The National Association of Realtors (NAR), on the other hand, opposed the changes in the tax bill and this is shown in a quote from NAR President Elizabeth Mendenhall:

"Homeownership is an aspirational goal for millions of Americans, but getting there isn't always easy. Middle-class families count on tax incentives like the mortgage interest deduction and the state and local tax deduction to make homeownership a more affordable prospect.”

The differing views being expressed are certainly understandable, especially when you consider that NAR is more likely to be negatively impacted if the overall pace of home transactions decreases as a result of lost deductions.

Real Estate Prices in 2018

With real estate prices continuing to climb, affordability in many parts of the country is becoming an issue with experts forecasting a slower pace of transactions in 2018.

Below is a chart of average price growth by state through the end of the third quarter of last year. According to Zillow’s Home Value Index, in 2017 home prices rose 6.5% and are anticipated to increase 3.0% in 2018.

Low inventory levels are the primary driver for price growth, leading to bidding wars in some markets. We are near the lowest levels in the last ten years for inventory and housing experts seem split on whether this trend will continue or reverse in 2018.

Source: FRED

Top 10 Real Estate Markets

Although average home price growth is expected to slow by half its 2017 rate, it will of course vary by market. According to Trulia's 2018 outlook report, the following areas are expected to experience the largest price growth in 2018:

  1. Grand Rapids, Mich.
  2. Nashville, Tenn.
  3. Raleigh, N.C.
  4. El Paso, Texas
  5. San Antonio, Texas
  6. Fort Worth, Texas
  7. Austin, Texas
  8. Columbus, Ohio
  9. Madison, Wis.
  10. Cincinnati, Ohio

Rising Interest Rates

The potential wet blanket for the housing market could be interest rates. Although there were three hikes by the Federal Reserve in 2017, mortgage rates were volatile throughout the year and seemed to be little affected by monetary policy.

For 2018, expectations are for another three rate hikes, which, if accompanied by inflationary pressures, may end up being reflected in long-term borrowing costs, particularly 30-year fixed mortgage rates. This will be an important variable when it comes to the housing market and future buying demand.


Consider REITs

There are many ways that an investor can benefit from real estate investing. For current investors, the like-kind exchange of property was not impacted by the Tax Cuts and Jobs Act. This means current investors can take advantage of 1031 exchanges to find properties that will benefit from tax changes.

Aside from just purchasing real estate, there are other ways to gain exposure. Real Estate Investment Trusts (REITs) are also poised to benefit from the recent tax bill. Under TCJA, normal dividends from REITs will now benefit from the 20% deduction and will no longer be taxed at ordinary income rates. This holds true for mortgage REITs as well, which could make it the preferred method for investing in mortgages since it will be the only avenue to get the 20% deduction.

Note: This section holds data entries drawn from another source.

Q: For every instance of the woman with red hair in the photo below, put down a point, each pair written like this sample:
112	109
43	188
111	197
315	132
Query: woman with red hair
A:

Given these changes and the liquidity that they can provide compared to traditional real estate, REITs can be an attractive investment vehicle for investors.

Concluding Thoughts

Overall, it appears that at least there should be modest price growth for 2018 with potential factors that could drive price growth even higher this year, especially in lower cost markets. Understanding the impact of tax reform is paramount to an investor’s success in achieving their overall financial goals, especially in terms of the locations they choose to invest. Real estate, like other asset classes, is in a protracted bull market and it is important that an investor considers all the risks—most notably, the lack of liquidity, higher transaction costs, and potential impact from interest rate changes. Please consult a tax adviser to consider the best and most tax-efficient ways to include real estate as part of a well-diversified portfolio.